Introduced by Ludacris, who described the upcoming performance as "holy rolling [and] soul sanctifying," a special gospel performance included a cavalcade of spiritual power. Aretha Franklin and BeBe Winans got it started with "Never Gonna Break My Faith," bathed in the light of a glowing cross overhead. The million trombone band Madison Bumble Bees added their brass shouts to the proceedings on "You Brought The Sunshine," followed by the Clark Sisters and Trin-I-Tee 5:7, whose vocal harmonies recalled the glory days of Earth, Wind & Fire. Just when you thought the Holy Ghost had left the building, Israel & New Breed summoned the spiritual forces with the soaring "With Long Life." To bring it all back home, Franklin and the whole gospel cast united to sing "Old Landmark."
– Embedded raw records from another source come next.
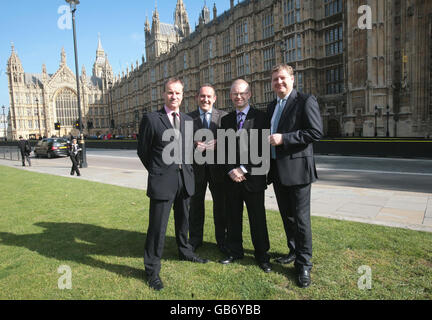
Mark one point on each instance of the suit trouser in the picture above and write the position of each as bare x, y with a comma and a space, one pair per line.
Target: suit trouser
294, 208
236, 196
158, 221
75, 161
197, 210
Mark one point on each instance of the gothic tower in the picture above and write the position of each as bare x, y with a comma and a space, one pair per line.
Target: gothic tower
15, 69
181, 20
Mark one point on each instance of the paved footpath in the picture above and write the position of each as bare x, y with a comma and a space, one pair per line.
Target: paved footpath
411, 210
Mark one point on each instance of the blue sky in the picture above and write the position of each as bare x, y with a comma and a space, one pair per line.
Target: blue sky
33, 28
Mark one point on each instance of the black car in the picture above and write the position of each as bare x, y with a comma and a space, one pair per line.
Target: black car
52, 147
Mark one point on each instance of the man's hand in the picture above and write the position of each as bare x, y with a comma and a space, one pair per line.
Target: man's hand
237, 175
210, 145
276, 139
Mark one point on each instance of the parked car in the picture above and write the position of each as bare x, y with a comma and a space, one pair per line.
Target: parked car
52, 147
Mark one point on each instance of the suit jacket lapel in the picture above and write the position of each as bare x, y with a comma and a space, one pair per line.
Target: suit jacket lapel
272, 108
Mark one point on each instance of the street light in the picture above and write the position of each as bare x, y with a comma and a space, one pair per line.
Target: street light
376, 114
83, 162
388, 116
111, 107
39, 124
4, 124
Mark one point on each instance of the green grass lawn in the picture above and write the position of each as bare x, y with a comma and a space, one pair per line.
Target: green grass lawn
99, 231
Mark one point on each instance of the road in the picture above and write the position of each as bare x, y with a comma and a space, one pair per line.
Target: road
380, 173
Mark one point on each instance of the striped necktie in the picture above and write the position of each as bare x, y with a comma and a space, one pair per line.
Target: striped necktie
240, 120
205, 121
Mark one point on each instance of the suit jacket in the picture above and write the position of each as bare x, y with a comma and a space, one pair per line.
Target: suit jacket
255, 119
216, 171
301, 125
162, 177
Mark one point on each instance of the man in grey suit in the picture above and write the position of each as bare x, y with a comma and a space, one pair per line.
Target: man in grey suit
169, 184
295, 124
207, 117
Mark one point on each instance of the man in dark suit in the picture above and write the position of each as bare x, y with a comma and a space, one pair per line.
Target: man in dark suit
25, 150
295, 124
242, 185
207, 117
170, 183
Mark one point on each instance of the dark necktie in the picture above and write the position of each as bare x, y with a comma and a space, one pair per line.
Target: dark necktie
176, 120
275, 124
240, 120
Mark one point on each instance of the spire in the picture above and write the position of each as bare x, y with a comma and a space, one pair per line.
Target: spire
100, 52
147, 25
214, 11
63, 57
181, 20
155, 22
205, 14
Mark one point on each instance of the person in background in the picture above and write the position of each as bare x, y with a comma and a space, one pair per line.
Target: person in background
25, 150
74, 156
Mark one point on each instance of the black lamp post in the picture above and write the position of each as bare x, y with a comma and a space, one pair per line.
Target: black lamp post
111, 108
388, 116
4, 124
83, 162
376, 115
39, 124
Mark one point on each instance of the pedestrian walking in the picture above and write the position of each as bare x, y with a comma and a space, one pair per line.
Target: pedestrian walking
74, 155
25, 150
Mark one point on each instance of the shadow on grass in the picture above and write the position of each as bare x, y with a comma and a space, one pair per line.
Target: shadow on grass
78, 242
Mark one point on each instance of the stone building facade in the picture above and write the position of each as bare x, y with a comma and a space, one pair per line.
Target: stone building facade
38, 101
356, 56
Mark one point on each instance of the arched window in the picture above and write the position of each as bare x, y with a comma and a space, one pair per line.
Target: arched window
67, 107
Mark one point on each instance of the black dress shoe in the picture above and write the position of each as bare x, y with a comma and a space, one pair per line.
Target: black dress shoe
195, 259
286, 259
265, 266
156, 283
303, 278
195, 246
223, 249
229, 259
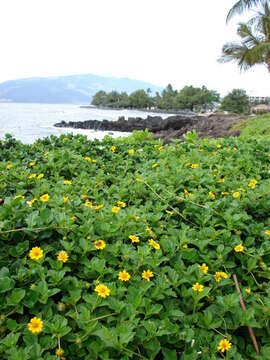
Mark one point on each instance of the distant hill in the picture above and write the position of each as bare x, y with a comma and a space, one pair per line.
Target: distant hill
74, 89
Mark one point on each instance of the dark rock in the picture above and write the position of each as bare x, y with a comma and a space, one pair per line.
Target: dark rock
152, 123
173, 127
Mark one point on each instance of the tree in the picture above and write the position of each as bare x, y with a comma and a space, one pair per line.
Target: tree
193, 98
99, 99
243, 5
254, 47
139, 99
167, 98
236, 101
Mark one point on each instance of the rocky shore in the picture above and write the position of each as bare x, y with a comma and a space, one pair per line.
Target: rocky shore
215, 125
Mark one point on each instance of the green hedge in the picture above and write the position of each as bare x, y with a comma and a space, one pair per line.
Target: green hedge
180, 220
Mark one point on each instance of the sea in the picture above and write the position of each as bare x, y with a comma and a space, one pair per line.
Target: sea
29, 122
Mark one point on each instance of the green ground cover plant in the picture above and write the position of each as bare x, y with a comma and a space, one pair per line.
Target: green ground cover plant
126, 249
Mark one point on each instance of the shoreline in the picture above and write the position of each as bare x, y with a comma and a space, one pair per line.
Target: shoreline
156, 111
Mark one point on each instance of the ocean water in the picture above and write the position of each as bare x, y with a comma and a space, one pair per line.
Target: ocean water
29, 122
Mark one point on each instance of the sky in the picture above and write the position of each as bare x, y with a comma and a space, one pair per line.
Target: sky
158, 41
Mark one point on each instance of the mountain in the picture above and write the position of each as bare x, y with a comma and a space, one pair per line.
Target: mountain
74, 89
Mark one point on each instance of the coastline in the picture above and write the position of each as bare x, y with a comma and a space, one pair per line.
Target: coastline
156, 111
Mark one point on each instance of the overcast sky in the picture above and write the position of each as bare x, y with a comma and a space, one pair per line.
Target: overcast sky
172, 41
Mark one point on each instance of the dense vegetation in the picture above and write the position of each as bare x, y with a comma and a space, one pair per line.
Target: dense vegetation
126, 249
236, 102
189, 97
257, 127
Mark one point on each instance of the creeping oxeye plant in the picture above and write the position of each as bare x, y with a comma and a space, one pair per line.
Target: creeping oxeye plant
135, 255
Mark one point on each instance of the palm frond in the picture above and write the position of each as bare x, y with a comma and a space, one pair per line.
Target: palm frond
243, 5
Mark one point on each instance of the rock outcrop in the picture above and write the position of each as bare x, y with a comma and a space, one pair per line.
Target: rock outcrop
173, 127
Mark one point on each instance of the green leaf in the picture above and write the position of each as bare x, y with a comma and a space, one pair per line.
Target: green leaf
15, 297
169, 354
6, 284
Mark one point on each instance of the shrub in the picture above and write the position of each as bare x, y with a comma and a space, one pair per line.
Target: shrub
236, 102
180, 220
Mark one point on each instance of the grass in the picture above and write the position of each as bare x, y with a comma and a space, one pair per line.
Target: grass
178, 222
254, 127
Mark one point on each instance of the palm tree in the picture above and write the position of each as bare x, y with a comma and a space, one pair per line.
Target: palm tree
254, 47
243, 5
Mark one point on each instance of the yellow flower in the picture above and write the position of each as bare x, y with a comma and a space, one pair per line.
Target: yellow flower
220, 275
35, 325
62, 256
98, 207
31, 202
19, 197
121, 203
204, 268
236, 194
44, 198
222, 180
224, 345
102, 290
134, 238
239, 248
88, 204
147, 275
124, 275
100, 244
211, 195
36, 253
154, 244
32, 176
59, 352
149, 230
252, 185
67, 182
197, 287
115, 209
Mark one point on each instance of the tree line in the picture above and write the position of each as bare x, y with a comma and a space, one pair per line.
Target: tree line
253, 47
188, 98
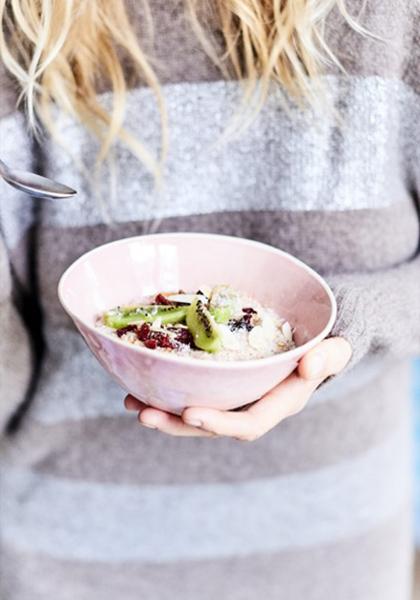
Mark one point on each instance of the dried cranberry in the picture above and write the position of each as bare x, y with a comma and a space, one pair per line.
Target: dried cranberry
161, 299
185, 337
151, 343
123, 330
242, 323
162, 339
143, 332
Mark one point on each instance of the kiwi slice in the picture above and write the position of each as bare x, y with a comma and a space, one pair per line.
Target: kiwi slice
203, 327
223, 303
130, 315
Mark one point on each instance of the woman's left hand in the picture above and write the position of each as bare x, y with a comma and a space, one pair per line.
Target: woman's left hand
285, 400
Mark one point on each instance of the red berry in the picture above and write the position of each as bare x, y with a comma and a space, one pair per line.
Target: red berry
161, 299
249, 311
151, 344
143, 332
123, 330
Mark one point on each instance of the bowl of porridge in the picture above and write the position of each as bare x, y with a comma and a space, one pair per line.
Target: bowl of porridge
190, 319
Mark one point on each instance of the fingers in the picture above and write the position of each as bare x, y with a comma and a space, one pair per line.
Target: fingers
288, 398
133, 404
285, 400
326, 359
165, 422
168, 423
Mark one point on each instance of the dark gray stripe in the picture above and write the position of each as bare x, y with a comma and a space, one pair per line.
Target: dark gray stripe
362, 240
162, 523
308, 162
373, 566
119, 450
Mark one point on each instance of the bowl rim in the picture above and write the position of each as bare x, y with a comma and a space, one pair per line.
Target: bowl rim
293, 354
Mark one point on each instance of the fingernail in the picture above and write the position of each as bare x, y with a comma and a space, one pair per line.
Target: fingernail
149, 425
317, 365
194, 422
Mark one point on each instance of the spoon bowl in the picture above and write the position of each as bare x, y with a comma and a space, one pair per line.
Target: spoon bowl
35, 185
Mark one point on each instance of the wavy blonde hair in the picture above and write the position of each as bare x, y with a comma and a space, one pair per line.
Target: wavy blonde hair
59, 51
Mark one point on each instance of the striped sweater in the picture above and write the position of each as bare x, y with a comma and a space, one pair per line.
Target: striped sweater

Best New Artist nominee Feist played a low-key version of her hit "1234" backed by a decidedly Beatles-esque horn section in undoubtedly the most subtle of the evening's performances.

Alicia Keys returned to the stage to perform her impassioned song "No One." She roamed the stage, lifting the audience higher as the song's intensity increased, then brought the energy to a boil by introducing John Mayer for a frenetic, melodic guitar solo.
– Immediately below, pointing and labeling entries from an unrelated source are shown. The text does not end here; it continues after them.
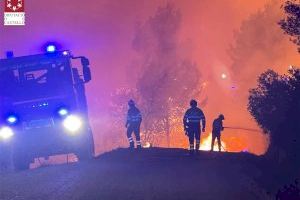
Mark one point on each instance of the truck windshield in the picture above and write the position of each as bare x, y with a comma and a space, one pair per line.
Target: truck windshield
35, 82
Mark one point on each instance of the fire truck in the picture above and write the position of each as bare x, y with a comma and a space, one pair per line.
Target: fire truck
43, 106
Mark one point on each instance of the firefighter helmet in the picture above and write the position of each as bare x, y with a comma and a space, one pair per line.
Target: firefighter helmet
131, 102
221, 116
193, 103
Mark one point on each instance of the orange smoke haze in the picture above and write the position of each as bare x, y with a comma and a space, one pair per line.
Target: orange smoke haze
232, 42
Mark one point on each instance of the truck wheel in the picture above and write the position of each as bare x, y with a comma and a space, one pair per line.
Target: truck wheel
21, 163
86, 150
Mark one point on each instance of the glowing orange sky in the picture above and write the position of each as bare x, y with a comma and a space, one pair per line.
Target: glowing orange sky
103, 30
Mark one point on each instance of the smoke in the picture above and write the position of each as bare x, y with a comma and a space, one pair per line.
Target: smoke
155, 56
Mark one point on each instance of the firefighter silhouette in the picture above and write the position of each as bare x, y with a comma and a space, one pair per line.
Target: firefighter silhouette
216, 132
133, 123
191, 121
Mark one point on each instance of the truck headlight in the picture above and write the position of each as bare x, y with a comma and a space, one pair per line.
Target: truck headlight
72, 123
12, 119
6, 133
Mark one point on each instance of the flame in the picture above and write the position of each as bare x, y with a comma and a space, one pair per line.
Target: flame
206, 144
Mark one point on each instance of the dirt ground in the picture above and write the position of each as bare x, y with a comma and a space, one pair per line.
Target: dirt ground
147, 174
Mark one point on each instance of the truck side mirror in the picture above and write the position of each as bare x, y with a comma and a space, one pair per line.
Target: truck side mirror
87, 75
85, 62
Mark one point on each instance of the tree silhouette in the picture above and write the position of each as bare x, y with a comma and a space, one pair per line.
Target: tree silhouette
168, 79
275, 105
291, 23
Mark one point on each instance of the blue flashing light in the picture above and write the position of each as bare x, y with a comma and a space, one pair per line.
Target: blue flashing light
51, 48
63, 112
12, 119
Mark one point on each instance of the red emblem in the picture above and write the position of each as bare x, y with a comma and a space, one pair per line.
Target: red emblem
14, 5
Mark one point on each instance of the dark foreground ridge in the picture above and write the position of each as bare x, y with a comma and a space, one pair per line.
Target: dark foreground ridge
148, 174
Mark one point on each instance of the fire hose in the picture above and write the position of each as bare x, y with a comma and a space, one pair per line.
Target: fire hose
241, 128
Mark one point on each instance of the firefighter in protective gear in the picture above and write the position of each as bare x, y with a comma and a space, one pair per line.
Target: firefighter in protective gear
133, 123
192, 127
216, 132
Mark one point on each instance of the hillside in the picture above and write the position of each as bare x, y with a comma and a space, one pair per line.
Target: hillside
149, 174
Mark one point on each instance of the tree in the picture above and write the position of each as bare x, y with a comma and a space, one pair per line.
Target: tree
291, 23
168, 80
275, 105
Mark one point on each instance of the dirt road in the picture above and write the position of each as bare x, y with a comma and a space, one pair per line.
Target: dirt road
149, 174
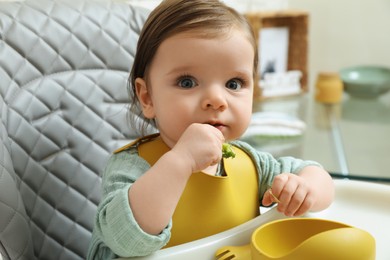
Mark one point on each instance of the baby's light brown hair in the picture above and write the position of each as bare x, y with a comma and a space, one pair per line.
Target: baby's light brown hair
203, 18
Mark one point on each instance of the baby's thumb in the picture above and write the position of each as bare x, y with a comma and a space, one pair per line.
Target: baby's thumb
267, 199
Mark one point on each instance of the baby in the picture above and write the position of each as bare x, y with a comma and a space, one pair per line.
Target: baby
193, 79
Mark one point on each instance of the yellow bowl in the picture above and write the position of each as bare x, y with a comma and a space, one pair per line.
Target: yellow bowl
311, 238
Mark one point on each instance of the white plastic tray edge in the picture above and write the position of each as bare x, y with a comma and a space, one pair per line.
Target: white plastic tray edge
361, 204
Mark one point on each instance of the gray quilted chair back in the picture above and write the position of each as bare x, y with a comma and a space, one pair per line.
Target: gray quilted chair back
63, 107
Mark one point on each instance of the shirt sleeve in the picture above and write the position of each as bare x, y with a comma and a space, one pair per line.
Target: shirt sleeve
268, 166
115, 226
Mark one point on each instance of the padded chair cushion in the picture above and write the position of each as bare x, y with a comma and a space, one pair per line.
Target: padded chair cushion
63, 69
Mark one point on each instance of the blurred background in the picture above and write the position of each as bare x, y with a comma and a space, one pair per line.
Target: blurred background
341, 33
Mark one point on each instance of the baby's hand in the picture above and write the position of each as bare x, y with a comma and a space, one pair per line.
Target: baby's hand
294, 195
201, 145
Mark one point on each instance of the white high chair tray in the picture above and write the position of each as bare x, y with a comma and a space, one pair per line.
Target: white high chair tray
363, 205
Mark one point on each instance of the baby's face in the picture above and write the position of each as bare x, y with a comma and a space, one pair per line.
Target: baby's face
201, 80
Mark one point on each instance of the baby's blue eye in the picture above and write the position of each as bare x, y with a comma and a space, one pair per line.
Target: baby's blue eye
186, 83
234, 84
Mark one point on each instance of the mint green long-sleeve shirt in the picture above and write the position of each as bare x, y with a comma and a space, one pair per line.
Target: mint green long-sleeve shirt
116, 232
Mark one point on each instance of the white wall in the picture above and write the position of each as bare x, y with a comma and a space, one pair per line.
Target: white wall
345, 33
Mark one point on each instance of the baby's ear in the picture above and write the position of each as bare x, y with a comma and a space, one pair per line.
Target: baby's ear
144, 98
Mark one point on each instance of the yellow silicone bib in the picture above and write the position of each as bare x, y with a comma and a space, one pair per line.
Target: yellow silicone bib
210, 204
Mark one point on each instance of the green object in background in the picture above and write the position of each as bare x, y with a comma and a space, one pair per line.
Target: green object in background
227, 151
366, 81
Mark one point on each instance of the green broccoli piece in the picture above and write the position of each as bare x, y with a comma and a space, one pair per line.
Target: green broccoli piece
227, 151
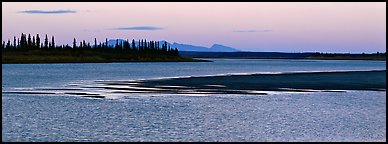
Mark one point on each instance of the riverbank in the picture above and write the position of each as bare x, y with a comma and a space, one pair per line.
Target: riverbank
31, 58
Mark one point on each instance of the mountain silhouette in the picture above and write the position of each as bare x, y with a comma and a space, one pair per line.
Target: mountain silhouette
185, 47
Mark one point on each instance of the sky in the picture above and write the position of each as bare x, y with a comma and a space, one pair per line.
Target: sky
249, 26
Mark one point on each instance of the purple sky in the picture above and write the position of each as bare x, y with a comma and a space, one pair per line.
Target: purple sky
287, 27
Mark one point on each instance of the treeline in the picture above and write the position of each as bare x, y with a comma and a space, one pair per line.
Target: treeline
129, 48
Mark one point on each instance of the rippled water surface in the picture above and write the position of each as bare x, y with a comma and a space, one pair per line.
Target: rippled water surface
291, 116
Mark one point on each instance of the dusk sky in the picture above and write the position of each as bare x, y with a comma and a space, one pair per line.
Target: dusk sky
283, 27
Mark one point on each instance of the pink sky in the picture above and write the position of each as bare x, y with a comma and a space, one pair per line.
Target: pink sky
287, 27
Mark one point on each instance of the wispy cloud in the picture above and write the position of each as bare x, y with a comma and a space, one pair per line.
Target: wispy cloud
252, 31
150, 28
48, 11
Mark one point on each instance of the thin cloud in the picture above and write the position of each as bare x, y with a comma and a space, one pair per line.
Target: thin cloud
251, 31
48, 11
150, 28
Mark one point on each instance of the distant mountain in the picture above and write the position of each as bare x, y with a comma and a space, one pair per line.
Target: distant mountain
214, 48
186, 47
221, 48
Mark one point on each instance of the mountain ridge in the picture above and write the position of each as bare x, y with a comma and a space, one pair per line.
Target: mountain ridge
186, 47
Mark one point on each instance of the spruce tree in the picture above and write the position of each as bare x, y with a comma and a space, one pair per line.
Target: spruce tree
29, 42
37, 41
46, 42
52, 42
74, 44
95, 42
14, 42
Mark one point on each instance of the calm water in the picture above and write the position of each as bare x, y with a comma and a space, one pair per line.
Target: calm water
350, 116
Following Keys, accepting his award for Best Country Album (These Days) from Ringo Starr, the generally genteel Vince Gill got the night's biggest laugh this side of presenter George Lopez. "I just got an award given to me by a Beatle," Gill said with loving respect, then, barely missing a beat, looked at Kanye West in the front row: "Have you had that happen yet, Kanye?"

Pianists Lang Lang (a GRAMMY Salute To Classical Music honoree this year) and Herbie Hancock joined forces for George Gershwin's masterpiece "Rhapsody In Blue." Accompanied by a full orchestra, the pianists took turns stating the song's melodic themes with beguiling flair, setting the stage — literally and figuratively — for the fireworks that concluded the performance.
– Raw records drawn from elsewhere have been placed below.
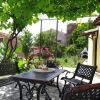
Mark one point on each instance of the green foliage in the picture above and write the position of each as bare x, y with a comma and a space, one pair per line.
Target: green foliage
17, 14
77, 42
48, 39
26, 41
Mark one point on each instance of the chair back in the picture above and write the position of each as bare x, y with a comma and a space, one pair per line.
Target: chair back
85, 72
82, 92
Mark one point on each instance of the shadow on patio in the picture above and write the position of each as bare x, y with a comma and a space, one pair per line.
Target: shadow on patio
9, 92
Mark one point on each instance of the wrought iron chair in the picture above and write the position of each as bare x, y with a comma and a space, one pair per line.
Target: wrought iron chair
82, 92
82, 75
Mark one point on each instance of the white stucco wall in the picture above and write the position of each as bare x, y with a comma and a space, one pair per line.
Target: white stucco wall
90, 50
98, 50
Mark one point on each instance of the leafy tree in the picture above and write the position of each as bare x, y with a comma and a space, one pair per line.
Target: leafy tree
77, 42
48, 39
26, 41
17, 14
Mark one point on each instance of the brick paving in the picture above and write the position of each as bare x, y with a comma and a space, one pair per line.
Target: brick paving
9, 92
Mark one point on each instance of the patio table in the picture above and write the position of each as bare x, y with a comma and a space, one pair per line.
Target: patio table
35, 77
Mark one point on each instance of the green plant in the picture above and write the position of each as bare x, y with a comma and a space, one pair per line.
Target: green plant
26, 41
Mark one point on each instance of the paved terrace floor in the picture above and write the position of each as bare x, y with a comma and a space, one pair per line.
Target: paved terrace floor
10, 93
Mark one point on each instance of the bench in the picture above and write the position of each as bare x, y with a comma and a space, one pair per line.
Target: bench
7, 69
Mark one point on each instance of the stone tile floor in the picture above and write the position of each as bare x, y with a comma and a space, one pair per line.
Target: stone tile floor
9, 92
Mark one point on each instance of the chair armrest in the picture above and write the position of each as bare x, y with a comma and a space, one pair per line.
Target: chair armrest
82, 92
66, 75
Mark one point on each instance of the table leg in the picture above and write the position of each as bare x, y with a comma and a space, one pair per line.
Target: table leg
42, 89
20, 90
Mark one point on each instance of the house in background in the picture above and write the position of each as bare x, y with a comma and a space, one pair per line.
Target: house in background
70, 28
61, 36
94, 44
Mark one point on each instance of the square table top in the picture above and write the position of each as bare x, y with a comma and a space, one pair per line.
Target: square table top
32, 76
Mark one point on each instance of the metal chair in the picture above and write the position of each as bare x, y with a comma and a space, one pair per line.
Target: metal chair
82, 75
82, 92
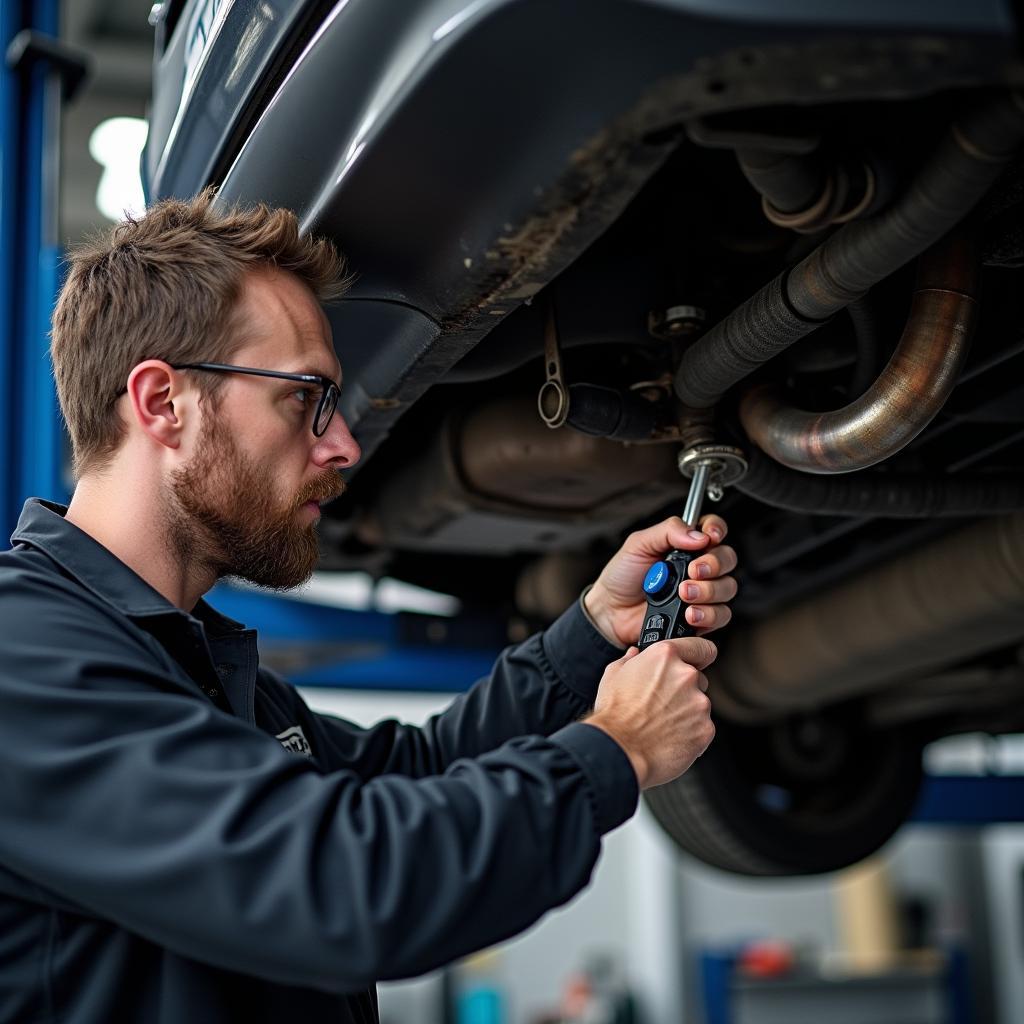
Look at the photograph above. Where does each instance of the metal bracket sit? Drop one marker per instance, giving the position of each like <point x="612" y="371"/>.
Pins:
<point x="553" y="399"/>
After an In Memoriam segment that paid honor to musicians lost in the past year, Andrea Bocelli appeared onstage. "I am here to honor the memory of one of the greatest artists of our time, Luciano Pavarotti," he said, and then with Josh Groban performed the Bocelli signature "The Prayer" for "all those who we have lost this year." As Bocelli sang with warmth, Groban followed with steely energy and immense power, lifting the dramatic song to equally dramatic heights.

To cap the raucous evening, John Fogerty, Jerry Lee Lewis and Little Richard took the stage to form the latest rock supergroup. Creating an Icons of Rock segment, the three stormed through Fogerty's "Comin' Down The Road" (which is its own mini-tribute to classic rock), and the Lewis and Little Richard gems "Great Balls Of Fire" and "Good Golly Miss Molly." The trio's respective ages (Fogerty, 62, Lewis and Richard both 72) only made their continued passion for the music that much more astounding.

It was also an energetic send-off for a remarkable show that somehow fit the drama, tradition and music of 50 years worth of GRAMMYs into a single night. And gave immediacy to this year's GRAMMY catchphrase: The next 50 is here.